Камберленд решил продемонстрировать дружеское расположение к своим племянникам. Принц не лгал, называя себя доверчивым человеком, способным принять предлагаемую ему дружбу. Дядя Камберленд находился в ссоре с королем; принц понимал причину этого. Герцог являлся воплощением большого волнительного мира, простиравшегося за пределами королевской детской. Его слова, взгляды, манеры намекали на то, что король дурно обращается с принцами. Они фактически отрезаны от света, к ним относятся, как к детям. Что может быть более унизительным для молодых людей в возрасте семнадцати и шестнадцати лет?
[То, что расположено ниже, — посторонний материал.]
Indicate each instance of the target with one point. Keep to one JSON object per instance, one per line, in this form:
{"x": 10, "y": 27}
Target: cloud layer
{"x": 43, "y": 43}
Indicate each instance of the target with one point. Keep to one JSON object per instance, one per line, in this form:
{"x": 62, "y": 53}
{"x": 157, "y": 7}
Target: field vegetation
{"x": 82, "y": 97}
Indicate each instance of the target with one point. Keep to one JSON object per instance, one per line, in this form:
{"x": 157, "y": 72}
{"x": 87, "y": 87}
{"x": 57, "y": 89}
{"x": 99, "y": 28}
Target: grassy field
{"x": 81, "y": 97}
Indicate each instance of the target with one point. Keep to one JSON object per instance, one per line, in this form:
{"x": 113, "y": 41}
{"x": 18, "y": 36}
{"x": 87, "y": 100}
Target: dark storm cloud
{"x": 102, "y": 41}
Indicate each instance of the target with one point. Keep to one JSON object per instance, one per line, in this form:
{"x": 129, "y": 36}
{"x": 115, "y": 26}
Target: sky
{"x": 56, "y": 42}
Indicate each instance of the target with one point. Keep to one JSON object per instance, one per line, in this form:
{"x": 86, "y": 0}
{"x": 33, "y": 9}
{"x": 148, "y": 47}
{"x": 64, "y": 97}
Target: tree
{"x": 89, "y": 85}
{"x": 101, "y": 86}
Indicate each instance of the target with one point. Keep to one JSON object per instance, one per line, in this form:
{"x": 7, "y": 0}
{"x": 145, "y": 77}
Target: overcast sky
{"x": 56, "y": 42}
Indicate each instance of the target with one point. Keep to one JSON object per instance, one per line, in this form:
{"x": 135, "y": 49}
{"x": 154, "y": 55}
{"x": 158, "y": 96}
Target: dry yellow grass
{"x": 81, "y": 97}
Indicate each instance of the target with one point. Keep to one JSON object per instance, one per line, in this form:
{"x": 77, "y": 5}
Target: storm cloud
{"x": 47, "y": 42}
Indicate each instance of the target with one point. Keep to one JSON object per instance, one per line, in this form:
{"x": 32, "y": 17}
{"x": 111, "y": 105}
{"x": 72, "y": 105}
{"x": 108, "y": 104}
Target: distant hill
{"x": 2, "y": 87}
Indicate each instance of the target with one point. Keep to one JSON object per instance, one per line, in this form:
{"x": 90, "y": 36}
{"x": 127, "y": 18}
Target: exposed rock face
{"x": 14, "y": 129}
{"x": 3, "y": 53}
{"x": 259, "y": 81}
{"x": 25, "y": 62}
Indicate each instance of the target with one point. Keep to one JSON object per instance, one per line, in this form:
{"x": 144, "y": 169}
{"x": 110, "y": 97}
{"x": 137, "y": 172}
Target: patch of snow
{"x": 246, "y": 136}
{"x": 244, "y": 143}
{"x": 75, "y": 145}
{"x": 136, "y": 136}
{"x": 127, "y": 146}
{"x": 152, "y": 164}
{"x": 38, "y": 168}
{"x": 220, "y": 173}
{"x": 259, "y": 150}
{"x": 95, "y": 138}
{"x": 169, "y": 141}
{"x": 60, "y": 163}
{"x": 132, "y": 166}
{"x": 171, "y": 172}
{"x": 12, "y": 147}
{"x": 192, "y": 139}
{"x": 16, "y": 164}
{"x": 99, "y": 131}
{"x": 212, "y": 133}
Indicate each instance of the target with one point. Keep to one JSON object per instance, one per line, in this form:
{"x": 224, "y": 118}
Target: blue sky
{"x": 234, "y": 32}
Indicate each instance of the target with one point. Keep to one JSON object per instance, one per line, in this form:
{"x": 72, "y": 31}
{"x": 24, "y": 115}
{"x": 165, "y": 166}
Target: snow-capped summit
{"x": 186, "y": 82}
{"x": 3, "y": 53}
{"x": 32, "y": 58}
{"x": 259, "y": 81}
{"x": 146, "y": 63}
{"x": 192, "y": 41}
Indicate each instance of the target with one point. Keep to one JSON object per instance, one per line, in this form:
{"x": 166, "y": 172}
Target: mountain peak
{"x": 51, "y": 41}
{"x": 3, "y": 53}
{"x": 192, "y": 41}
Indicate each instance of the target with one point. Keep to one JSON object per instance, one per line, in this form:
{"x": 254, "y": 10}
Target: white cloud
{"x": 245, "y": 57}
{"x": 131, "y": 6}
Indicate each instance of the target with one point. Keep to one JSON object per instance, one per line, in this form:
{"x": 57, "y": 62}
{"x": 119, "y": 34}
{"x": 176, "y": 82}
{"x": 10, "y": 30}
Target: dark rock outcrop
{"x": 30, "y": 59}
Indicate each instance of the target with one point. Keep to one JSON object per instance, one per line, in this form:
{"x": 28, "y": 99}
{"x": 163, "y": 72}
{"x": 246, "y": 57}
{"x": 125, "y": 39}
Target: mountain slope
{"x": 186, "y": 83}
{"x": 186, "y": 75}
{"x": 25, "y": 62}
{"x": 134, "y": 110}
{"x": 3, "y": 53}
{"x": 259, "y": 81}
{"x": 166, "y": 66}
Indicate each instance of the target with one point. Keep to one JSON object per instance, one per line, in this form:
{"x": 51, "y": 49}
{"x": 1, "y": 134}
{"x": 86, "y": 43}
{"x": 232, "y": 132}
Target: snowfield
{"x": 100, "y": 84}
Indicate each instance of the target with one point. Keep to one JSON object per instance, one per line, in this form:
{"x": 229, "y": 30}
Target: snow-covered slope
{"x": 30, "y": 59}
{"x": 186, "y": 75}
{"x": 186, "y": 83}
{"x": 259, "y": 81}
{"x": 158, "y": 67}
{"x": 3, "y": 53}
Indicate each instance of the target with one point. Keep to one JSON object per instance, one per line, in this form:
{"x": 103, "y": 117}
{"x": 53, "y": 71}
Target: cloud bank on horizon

– Мы надеемся, что вы окажете нам великую честь, позволив принять вас у себя. У нас бывают обаятельные мужчины... красивые женщины...– едва заметная характерная улыбка намекала на всевозможные удовольствия,– остроумные, светские... мечтающие познакомиться с молодыми людьми королевской крови. Они видели вас... в разных общественных местах... и очарованы вами. Но это еще не все, мои племянники, это еще не все. В «Друри-Лейн»... где идет при аншлаге шеридановская «Школа злословия», играет очаровательнейшая актриса, какую мне доводилось видеть. Миссис Робинсон – самая красивая женщина в Лондоне, где немало красавиц. Вы должны познакомиться со светом. Обидно держать такое обаяние и элегантность взаперти в Кью. Что за камзол! Какой покрой! Какие пряжки на туфлях! Вы, Ваше Высочество, законодатель моды, почти не покидаете Кью. Я сказал слишком многое. Боюсь, мои племянники, я – самый несдержанный человек, какого вам доводилось встречать. Но я не могу скрыть моей озабоченности... и моей глубокой, глубокой радости от этой встречи.

Герцог Камберлендский приложил угол своего кружевного носового платка к глазу; принц Уэльский растрогался.

– Ну, мне не следует задерживать вас. На нас смотрят. Королю сообщат о нашей встрече. Я попаду в еще большую немилость. Как грустно, что в этом мире любящий дядя не может побеседовать со своими красивыми племянниками. Прощайте, мои дорогие, дорогие мальчики.

– Лучше скажем друг другу – до свидания,– отозвался принц.

Камберленд поцеловал сначала руку Георга, потом Фредерика и вернулся к своей карете.

Молодые люди поехали дальше; глаза Георга сверкали.

– Почему,– спросил он,– мы должны сидеть взаперти? Наш дядя прав. Мы должны появляться в свете. Нам не следует жить так, словно мы – дети. Вот что, Фред, больше я этого не потерплю. Стремительно приближается тот день, когда я потребую свободы. Обретя мои законные права, я буду приходить к нашему дяде. Наша встреча была весьма трогательной, правда? Справедливо ли изолировать его от нас только потому, что он когда-то влюбился в женщину?

– Леди Гросвенор была замужней дамой.

– О, любовь! – вздохнул принц.– Кто может предвидеть, когда она посетит нас? Неужто необходимо ждать, когда она явится при благопристойных обстоятельствах... как поступил отец с нашей матерью? Я слышал, Фред, жена дяди просто обворожительна. Я бы хотел с ней познакомиться.

– Тебе никогда не позволят это сделать. Принц пустил коня в легкий галоп.

– Все это, Фред, скоро изменится,– заявил он.– Вот увидишь.